Mr. Lang-Lessing took fairly relaxed tempos in the first
three movements of the Eighth, then pushed the pedal to the
metal in the manic finale, which fell only a whisker short
of Beethoven’s absurdly fast metronome marking. Mr.
Lang-Lessing pushed the second movement of the Ninth
somewhat faster than the composer demanded, by my reckoning,
but the extra speed was more than justified by the extra
snap in timpanist Peter Flamm’s hard-mallet whip cracks.

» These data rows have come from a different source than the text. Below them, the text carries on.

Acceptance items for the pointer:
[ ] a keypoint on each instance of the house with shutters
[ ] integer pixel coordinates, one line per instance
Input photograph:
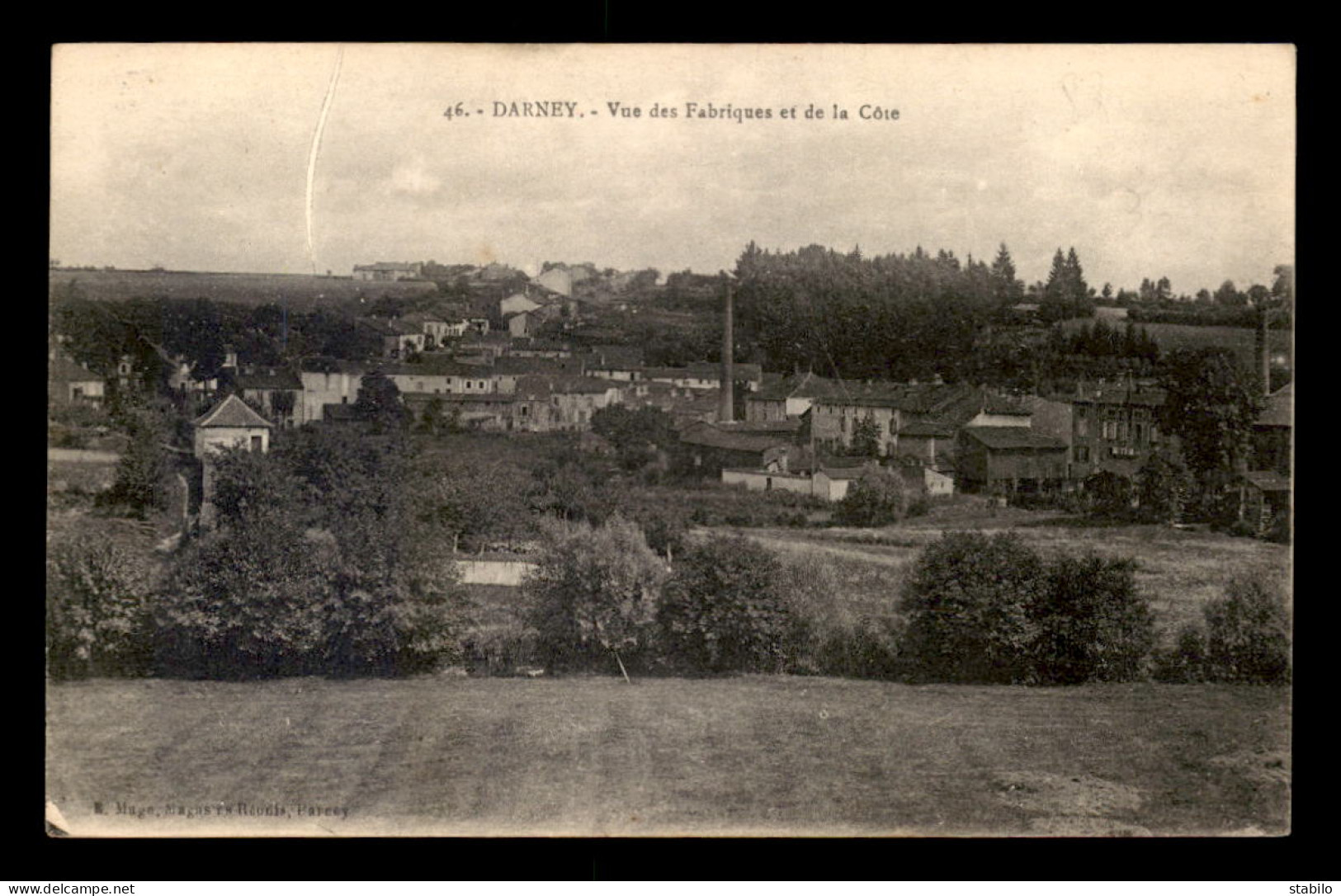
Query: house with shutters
(1006, 460)
(390, 271)
(71, 383)
(276, 390)
(227, 426)
(1115, 430)
(895, 407)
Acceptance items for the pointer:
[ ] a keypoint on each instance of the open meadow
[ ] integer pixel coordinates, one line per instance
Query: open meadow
(1171, 337)
(757, 756)
(302, 291)
(1176, 570)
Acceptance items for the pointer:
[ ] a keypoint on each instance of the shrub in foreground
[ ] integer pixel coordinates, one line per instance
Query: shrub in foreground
(826, 634)
(97, 611)
(967, 606)
(1092, 623)
(594, 595)
(987, 608)
(880, 498)
(725, 609)
(1248, 634)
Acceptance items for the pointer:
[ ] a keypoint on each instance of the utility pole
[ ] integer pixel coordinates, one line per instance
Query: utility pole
(725, 411)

The slow movement of the Ninth was superbly made. The string
chordings were radiant, and the conductor’s supple shaping
of the tempo let the music float and billow like a summer
cloud. Katharine Caliendo contributed an excellent horn
solo.
The low strings evinced the timing, rhythms and inflections
of a first-rate actor in their series of declamations at the
start of the finale -- a first-rate actor such as the steely
bass-baritone Greer Grimsley, who delivered the invitation
to joyful singing with a cozy gemuetlichkeit that implied
the singing would be accompanied by good working-class beer.

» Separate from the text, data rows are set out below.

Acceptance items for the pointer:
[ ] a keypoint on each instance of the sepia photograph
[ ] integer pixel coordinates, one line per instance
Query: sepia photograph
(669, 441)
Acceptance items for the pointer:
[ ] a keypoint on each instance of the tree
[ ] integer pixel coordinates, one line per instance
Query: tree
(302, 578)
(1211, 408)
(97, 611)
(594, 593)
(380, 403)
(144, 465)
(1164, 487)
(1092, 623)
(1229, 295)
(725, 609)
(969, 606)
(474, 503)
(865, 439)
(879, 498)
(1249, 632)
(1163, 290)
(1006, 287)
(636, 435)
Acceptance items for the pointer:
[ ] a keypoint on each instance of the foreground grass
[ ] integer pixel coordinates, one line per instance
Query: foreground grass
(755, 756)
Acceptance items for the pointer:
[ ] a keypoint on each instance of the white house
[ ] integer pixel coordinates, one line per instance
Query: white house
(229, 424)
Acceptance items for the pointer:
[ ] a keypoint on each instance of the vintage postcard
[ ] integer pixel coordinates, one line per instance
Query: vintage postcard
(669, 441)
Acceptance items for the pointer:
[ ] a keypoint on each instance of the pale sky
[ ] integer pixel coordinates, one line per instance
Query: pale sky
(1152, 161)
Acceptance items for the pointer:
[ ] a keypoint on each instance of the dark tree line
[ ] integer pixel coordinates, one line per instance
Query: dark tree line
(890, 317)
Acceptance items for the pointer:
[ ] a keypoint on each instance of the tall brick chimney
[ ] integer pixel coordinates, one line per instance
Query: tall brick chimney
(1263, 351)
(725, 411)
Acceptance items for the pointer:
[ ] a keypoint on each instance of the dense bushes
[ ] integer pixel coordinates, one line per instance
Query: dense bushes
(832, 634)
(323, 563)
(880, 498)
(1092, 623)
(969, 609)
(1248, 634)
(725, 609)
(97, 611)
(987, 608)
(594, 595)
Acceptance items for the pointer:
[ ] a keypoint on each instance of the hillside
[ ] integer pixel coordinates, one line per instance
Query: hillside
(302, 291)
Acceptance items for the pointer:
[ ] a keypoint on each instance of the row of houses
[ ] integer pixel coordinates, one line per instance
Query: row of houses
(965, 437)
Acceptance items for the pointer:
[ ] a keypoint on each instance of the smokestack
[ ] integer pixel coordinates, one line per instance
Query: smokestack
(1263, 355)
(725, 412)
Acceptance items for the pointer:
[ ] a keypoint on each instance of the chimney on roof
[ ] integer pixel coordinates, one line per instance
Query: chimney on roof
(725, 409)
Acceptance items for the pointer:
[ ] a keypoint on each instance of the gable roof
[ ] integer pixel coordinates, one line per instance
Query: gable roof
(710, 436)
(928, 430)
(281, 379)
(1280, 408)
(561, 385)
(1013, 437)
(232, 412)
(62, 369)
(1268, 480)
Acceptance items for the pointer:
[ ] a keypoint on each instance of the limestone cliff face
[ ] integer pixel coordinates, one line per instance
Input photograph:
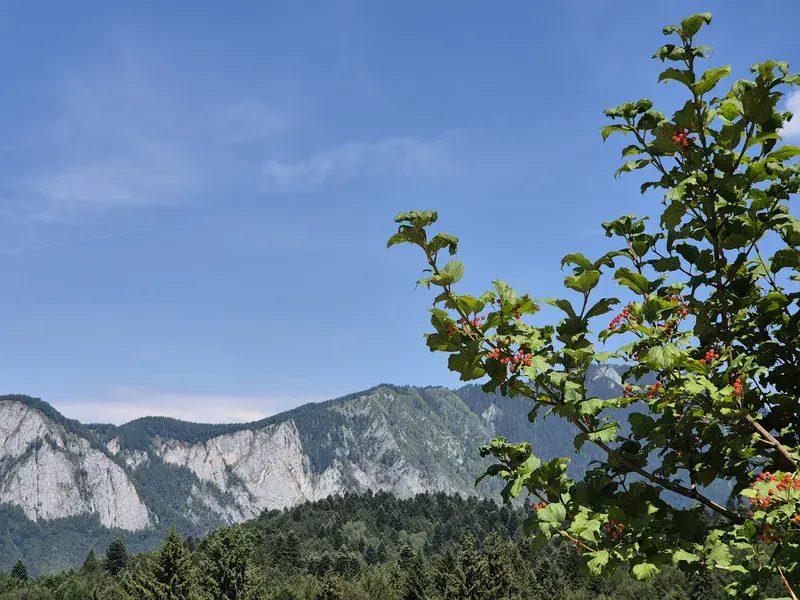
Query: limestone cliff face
(268, 468)
(51, 473)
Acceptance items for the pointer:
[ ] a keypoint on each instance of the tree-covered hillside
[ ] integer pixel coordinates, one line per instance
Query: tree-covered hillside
(374, 546)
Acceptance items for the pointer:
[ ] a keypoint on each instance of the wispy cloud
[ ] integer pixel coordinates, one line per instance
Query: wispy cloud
(792, 129)
(124, 404)
(71, 242)
(125, 133)
(396, 156)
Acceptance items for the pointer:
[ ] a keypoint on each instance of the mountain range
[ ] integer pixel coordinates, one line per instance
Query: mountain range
(68, 487)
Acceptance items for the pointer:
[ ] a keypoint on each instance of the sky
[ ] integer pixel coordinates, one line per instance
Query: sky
(195, 201)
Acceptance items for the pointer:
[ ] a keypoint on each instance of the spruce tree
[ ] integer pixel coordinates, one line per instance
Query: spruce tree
(416, 584)
(498, 569)
(226, 557)
(406, 556)
(174, 569)
(116, 556)
(91, 563)
(20, 571)
(329, 589)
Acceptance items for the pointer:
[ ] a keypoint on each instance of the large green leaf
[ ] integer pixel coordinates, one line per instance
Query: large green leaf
(635, 281)
(710, 79)
(662, 357)
(583, 283)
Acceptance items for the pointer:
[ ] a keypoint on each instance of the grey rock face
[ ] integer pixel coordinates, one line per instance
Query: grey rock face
(51, 473)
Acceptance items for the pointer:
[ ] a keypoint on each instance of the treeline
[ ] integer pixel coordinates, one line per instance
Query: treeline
(353, 547)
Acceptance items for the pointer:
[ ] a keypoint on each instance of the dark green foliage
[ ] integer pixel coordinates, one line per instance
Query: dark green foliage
(225, 558)
(361, 547)
(116, 556)
(20, 571)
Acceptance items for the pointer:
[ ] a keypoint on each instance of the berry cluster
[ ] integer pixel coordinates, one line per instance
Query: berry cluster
(680, 137)
(614, 529)
(708, 359)
(653, 390)
(683, 309)
(515, 310)
(476, 322)
(780, 492)
(625, 314)
(515, 360)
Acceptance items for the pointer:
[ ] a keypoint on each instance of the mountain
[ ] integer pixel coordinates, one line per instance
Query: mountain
(76, 486)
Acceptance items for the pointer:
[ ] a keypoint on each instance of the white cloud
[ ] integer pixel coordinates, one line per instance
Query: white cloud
(792, 129)
(126, 133)
(396, 156)
(124, 404)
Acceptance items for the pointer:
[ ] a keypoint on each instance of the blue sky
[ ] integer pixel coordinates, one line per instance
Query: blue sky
(194, 204)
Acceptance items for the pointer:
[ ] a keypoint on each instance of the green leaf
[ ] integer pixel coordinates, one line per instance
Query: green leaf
(554, 514)
(564, 305)
(641, 424)
(672, 215)
(731, 109)
(609, 129)
(662, 357)
(720, 554)
(632, 165)
(598, 562)
(578, 259)
(583, 283)
(684, 556)
(710, 79)
(644, 571)
(784, 153)
(691, 25)
(683, 76)
(785, 257)
(601, 307)
(635, 281)
(451, 273)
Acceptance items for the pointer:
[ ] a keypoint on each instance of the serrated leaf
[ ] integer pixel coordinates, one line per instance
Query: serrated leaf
(691, 25)
(598, 562)
(681, 75)
(601, 307)
(583, 283)
(553, 514)
(710, 79)
(635, 281)
(644, 571)
(684, 556)
(662, 357)
(784, 153)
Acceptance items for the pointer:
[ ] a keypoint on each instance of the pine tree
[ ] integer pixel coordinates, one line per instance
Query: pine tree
(91, 563)
(225, 566)
(329, 589)
(116, 556)
(416, 584)
(500, 576)
(449, 578)
(473, 570)
(174, 569)
(20, 571)
(406, 556)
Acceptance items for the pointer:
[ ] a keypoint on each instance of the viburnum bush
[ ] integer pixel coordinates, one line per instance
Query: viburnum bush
(711, 315)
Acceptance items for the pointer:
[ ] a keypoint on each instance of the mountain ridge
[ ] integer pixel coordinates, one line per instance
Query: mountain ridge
(399, 439)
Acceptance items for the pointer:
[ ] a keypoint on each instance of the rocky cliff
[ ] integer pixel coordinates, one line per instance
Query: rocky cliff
(153, 472)
(51, 473)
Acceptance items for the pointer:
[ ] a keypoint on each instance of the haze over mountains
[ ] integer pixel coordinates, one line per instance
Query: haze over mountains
(66, 483)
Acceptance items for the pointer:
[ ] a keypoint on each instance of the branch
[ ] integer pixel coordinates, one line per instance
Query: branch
(669, 485)
(773, 441)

Tenor René Barbera’s youthful, stylish singing was a
pleasure to hear. Soprano Maria Alejandres, remembered for
her splendid Juliet in San Antonio Opera’s production of the
Gounod chestnut last fall, soared ravishingly above the
throng. Mezzo-soprano Luretta Bybee made a fine impression,
to the extent that the score allowed her to be heard.
The Mastersingers chorus, prepared by John Silantien, sang
with confidence, precision and quite good tone.
Oh, and the explosion of cheers that broke out at the end
doubtless would have been a shade less frenzied were it not
for Julie Luker’s spirited work on the piccolo.